Monday, November 23, 2009

Pulled Pork Made in the Oven

For a recent office potluck, I decided to honor my Southern heritage by cooking pulled pork. While there is no substitute for wood smoked pork butt, this recipe for beer braised pork butt is as good as any pulled pork dish that can easily be cooked in a New York apartment. If the number of requests I received from my co-workers is any indication, they agreed. The recipe is quite simple, it just takes the better part of an evening to make.

First, rub the bone-in pork butt in the spice mixture. A store-bought spice rub will do, but it's best if you make your own. The rub prescribed in the recipe lends the meat a smoky flavor that gives the dish slight semblance to authentic smoke pork. Let the pork marinate for at least an hour, preferably overnight. Before you are ready to cook the pork, let it come to room temperature.

Next, preheat the oven to 500F. Roast the pork until the pork blackens.

Remove the pork from the oven and reduce the heat to 325F. While the oven is cooling down, pour a 12 oz. dark beer over the pork and have one for yourself.
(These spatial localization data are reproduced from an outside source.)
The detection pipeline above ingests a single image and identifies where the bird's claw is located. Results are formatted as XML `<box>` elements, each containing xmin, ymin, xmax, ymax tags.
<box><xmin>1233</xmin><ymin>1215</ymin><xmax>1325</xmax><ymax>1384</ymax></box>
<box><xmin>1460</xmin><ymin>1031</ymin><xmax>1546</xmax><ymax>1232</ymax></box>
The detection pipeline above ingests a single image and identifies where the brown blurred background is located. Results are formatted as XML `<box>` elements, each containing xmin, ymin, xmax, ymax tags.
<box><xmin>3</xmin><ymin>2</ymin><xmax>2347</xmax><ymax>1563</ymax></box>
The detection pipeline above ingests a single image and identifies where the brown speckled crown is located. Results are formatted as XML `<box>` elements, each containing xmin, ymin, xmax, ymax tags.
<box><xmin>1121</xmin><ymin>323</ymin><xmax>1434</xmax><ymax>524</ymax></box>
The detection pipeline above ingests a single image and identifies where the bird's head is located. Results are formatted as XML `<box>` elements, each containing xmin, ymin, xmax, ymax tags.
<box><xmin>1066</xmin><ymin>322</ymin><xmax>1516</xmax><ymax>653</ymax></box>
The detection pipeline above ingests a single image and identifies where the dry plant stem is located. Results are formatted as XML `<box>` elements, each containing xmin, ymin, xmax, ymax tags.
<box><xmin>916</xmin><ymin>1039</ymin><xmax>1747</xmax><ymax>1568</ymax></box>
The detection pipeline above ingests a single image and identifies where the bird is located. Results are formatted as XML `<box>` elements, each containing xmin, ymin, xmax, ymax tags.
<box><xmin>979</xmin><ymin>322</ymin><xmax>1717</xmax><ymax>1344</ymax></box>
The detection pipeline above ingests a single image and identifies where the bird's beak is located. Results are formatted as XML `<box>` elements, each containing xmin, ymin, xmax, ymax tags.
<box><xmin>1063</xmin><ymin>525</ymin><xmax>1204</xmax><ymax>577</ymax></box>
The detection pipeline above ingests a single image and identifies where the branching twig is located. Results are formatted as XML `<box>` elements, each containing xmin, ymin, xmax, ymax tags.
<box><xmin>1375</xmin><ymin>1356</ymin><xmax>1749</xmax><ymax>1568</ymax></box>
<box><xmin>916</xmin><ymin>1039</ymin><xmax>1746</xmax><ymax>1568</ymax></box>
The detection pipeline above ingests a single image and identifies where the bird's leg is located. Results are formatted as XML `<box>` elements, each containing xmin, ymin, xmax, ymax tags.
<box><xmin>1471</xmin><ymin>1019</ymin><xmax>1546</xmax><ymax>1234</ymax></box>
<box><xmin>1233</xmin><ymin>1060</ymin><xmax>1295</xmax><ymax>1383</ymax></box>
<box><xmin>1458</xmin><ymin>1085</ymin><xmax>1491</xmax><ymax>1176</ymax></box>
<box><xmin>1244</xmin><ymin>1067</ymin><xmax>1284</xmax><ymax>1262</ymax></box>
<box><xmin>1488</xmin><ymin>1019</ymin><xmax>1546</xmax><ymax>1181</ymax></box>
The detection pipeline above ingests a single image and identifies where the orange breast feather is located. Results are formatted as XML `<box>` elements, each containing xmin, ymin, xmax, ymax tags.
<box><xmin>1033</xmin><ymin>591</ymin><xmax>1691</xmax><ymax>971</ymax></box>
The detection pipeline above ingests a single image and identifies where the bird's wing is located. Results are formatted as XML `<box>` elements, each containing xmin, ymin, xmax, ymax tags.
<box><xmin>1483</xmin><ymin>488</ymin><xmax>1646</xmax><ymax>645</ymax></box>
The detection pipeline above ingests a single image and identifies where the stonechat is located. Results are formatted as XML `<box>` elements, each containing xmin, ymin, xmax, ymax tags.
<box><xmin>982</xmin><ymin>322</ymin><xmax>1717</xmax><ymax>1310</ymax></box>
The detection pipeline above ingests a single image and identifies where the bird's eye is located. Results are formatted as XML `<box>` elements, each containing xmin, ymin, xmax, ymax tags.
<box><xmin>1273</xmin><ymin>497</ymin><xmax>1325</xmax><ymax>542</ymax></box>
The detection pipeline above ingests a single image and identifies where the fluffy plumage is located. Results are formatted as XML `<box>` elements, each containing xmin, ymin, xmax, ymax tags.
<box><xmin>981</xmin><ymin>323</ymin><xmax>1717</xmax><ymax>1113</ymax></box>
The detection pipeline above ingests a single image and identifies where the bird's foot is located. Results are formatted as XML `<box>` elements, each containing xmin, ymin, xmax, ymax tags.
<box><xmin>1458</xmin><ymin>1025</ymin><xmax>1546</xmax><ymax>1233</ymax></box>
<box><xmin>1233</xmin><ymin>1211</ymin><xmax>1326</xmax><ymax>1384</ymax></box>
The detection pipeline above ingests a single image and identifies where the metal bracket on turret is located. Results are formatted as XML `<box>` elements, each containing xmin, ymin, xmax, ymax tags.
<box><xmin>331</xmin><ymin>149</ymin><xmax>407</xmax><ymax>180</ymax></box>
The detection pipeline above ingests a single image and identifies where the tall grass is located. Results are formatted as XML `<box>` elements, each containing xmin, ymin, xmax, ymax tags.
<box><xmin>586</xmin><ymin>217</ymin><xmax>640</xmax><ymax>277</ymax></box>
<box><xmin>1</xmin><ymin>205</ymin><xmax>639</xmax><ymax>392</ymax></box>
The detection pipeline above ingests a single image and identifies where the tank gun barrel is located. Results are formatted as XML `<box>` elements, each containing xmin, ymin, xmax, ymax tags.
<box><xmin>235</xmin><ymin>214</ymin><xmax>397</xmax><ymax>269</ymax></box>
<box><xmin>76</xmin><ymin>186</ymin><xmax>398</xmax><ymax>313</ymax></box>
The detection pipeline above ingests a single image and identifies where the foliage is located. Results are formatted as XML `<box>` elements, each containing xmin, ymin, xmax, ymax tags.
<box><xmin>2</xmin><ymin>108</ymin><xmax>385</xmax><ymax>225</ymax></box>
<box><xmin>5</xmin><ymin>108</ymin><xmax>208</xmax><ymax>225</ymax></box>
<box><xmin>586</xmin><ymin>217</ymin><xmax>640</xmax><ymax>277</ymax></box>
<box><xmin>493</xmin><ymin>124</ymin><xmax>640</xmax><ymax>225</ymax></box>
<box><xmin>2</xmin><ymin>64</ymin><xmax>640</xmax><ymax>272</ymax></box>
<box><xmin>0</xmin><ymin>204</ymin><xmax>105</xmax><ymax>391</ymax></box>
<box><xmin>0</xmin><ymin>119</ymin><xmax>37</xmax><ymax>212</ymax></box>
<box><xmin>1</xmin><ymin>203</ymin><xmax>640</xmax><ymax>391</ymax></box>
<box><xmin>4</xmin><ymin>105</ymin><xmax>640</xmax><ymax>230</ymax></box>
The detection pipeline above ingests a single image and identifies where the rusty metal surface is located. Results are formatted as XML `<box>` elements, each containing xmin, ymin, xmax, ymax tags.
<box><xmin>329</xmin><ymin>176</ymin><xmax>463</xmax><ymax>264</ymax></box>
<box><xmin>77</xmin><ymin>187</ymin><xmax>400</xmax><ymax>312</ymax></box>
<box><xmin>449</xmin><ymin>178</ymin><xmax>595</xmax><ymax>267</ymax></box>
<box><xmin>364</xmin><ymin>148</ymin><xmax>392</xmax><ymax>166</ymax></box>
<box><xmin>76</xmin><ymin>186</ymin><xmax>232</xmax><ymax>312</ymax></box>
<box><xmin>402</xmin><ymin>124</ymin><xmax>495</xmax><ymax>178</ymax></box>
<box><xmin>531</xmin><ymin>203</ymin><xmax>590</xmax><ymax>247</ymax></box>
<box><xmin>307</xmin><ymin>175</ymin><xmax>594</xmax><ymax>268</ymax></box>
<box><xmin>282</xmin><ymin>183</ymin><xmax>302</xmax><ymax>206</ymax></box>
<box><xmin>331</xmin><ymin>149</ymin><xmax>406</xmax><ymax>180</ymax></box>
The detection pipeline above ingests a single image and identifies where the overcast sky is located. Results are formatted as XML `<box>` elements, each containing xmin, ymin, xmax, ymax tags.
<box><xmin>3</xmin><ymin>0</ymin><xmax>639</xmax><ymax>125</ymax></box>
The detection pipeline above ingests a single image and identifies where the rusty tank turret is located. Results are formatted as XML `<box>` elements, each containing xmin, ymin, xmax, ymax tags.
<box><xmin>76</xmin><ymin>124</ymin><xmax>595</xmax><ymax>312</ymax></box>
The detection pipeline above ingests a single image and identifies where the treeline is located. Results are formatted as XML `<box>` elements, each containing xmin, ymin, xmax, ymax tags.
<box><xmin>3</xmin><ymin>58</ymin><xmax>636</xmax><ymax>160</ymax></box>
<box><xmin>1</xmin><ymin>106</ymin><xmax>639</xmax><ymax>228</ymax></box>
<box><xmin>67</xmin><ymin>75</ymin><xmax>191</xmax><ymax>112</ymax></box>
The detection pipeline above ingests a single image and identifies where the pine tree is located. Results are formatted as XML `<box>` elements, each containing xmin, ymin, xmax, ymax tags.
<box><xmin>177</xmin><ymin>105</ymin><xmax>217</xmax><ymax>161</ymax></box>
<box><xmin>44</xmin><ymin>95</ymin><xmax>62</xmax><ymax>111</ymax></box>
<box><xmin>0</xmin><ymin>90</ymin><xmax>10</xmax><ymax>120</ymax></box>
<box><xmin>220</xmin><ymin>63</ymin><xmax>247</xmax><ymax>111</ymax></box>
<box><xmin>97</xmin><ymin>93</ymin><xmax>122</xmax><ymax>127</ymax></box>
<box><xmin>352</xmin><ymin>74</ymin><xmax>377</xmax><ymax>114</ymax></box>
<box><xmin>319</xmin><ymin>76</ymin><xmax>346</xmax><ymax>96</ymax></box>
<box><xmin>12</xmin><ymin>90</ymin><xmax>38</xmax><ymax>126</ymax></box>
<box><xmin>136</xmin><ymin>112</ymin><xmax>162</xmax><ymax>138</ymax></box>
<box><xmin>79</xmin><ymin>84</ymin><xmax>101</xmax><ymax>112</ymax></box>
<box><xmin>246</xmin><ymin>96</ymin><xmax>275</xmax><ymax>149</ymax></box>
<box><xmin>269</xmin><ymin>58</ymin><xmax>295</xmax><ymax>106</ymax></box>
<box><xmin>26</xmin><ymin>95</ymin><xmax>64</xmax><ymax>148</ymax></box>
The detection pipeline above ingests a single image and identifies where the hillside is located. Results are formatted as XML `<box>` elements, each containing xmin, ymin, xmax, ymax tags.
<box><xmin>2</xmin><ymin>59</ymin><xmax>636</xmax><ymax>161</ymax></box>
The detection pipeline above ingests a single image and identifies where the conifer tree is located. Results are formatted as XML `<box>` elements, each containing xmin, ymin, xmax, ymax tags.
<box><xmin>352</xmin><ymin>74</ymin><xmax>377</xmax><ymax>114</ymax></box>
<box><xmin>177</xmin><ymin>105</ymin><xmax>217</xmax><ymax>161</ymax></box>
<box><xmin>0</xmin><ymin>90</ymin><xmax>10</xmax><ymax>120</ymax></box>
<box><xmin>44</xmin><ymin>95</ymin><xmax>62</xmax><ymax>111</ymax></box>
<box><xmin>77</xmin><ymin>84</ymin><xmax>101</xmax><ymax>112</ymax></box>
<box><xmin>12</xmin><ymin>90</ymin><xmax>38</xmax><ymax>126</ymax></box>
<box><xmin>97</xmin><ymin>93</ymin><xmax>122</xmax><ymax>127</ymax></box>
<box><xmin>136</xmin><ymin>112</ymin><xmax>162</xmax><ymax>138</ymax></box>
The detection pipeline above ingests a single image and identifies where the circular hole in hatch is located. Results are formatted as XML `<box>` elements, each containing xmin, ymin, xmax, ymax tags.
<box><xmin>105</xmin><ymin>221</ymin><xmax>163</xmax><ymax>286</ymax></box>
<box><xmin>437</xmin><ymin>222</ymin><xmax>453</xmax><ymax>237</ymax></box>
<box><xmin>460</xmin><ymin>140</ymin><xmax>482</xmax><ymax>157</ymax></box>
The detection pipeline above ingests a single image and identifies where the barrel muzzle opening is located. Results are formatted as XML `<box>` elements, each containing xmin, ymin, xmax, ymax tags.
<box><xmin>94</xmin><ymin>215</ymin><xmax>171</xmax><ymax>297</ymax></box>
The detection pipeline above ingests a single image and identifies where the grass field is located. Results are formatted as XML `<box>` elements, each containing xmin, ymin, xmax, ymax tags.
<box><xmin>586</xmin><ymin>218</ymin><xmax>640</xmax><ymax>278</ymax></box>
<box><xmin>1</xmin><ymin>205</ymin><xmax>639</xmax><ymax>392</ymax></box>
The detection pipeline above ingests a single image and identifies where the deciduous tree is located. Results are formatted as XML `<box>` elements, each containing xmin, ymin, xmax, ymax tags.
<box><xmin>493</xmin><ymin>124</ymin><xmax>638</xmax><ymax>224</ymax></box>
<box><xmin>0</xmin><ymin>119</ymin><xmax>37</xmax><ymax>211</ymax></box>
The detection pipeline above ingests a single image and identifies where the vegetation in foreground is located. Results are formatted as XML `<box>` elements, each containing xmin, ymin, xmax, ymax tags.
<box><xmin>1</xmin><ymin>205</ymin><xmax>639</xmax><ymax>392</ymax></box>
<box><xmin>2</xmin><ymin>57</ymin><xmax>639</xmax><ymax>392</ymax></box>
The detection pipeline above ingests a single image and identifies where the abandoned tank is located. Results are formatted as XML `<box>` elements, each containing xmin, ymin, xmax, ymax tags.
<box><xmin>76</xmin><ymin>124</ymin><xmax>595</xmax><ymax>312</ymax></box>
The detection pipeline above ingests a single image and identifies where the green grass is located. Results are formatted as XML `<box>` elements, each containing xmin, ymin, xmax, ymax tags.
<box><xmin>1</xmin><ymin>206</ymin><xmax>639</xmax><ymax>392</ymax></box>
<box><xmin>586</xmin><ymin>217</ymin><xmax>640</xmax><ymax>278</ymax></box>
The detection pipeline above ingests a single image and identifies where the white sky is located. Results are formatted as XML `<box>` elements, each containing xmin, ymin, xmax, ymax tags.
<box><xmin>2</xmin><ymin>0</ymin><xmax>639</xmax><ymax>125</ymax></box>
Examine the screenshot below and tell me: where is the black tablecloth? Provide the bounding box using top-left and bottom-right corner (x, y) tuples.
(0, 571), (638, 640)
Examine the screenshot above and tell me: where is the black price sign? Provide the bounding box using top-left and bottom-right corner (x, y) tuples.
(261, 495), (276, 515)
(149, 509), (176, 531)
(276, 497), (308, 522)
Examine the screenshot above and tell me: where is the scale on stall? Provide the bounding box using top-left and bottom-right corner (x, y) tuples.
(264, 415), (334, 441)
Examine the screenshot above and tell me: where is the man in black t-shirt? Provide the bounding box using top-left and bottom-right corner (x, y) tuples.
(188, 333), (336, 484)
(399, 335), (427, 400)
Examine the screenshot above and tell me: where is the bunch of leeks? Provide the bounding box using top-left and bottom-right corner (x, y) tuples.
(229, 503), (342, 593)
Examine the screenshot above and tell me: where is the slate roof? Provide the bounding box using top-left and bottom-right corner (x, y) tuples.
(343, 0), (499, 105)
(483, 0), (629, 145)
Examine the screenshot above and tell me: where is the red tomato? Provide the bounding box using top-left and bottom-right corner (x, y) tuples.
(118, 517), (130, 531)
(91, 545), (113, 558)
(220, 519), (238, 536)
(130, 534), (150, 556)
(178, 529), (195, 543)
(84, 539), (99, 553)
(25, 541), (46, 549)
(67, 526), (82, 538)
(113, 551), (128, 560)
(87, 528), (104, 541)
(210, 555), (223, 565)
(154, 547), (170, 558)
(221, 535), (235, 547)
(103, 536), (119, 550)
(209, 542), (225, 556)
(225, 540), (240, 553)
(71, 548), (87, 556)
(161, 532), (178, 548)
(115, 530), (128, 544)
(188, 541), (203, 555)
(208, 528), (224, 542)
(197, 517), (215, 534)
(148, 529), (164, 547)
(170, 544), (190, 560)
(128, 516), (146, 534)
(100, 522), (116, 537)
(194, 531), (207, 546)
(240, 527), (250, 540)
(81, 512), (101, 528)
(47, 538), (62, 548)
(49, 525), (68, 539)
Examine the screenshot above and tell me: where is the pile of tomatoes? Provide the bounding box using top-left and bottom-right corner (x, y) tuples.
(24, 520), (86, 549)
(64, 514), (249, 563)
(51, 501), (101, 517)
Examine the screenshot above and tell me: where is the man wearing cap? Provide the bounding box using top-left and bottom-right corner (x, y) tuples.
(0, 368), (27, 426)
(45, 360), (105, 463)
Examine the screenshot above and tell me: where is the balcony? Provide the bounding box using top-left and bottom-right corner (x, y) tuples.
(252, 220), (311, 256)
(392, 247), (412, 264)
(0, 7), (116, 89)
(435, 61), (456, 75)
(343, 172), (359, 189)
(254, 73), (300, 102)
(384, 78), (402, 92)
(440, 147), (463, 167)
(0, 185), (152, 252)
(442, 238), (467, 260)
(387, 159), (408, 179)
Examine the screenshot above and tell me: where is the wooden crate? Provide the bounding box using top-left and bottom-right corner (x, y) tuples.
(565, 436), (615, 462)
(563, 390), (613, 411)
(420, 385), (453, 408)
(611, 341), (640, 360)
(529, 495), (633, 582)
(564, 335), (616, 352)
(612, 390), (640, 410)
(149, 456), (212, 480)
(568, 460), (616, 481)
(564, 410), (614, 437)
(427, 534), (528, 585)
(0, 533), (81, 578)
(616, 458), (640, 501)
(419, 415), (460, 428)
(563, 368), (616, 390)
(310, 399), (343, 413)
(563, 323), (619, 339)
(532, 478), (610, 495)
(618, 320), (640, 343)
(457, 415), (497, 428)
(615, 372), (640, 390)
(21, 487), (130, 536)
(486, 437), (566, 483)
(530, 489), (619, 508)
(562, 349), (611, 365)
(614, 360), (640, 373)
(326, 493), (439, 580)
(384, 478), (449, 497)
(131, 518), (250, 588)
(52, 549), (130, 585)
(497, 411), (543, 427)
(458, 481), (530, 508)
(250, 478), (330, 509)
I used Peak Organics Brown Ale. Surround the pork with several cloves of minced garlic. Finally cover it with heavy foil and poke several holes all over the foil to let some liquid escape. Let the pork braise until it is falling off the bone, about 2.5 hours. Remove the pork from the roasting pan and pour the braising liquid into a sauce pan.

Perfecting the braising liquid is key here as it will make for wonderfully moist meat. Add the ketchup, Worchestershire sauce, brown sugar, and dijon mustard to the liquid and let it simmer for about 20 minutes. Meanwhile, shred the pork with two forks:

Finally, mix as much of the liquid as desired back into the pork. It will look like too much liquid, but keep stirring it into the pork, as the meat will absorb lots of the braising liquid.

Serve the rest of the braising liquid with the pork. The pork is delicious by itself or a sandwich on a potato roll with cole slaw.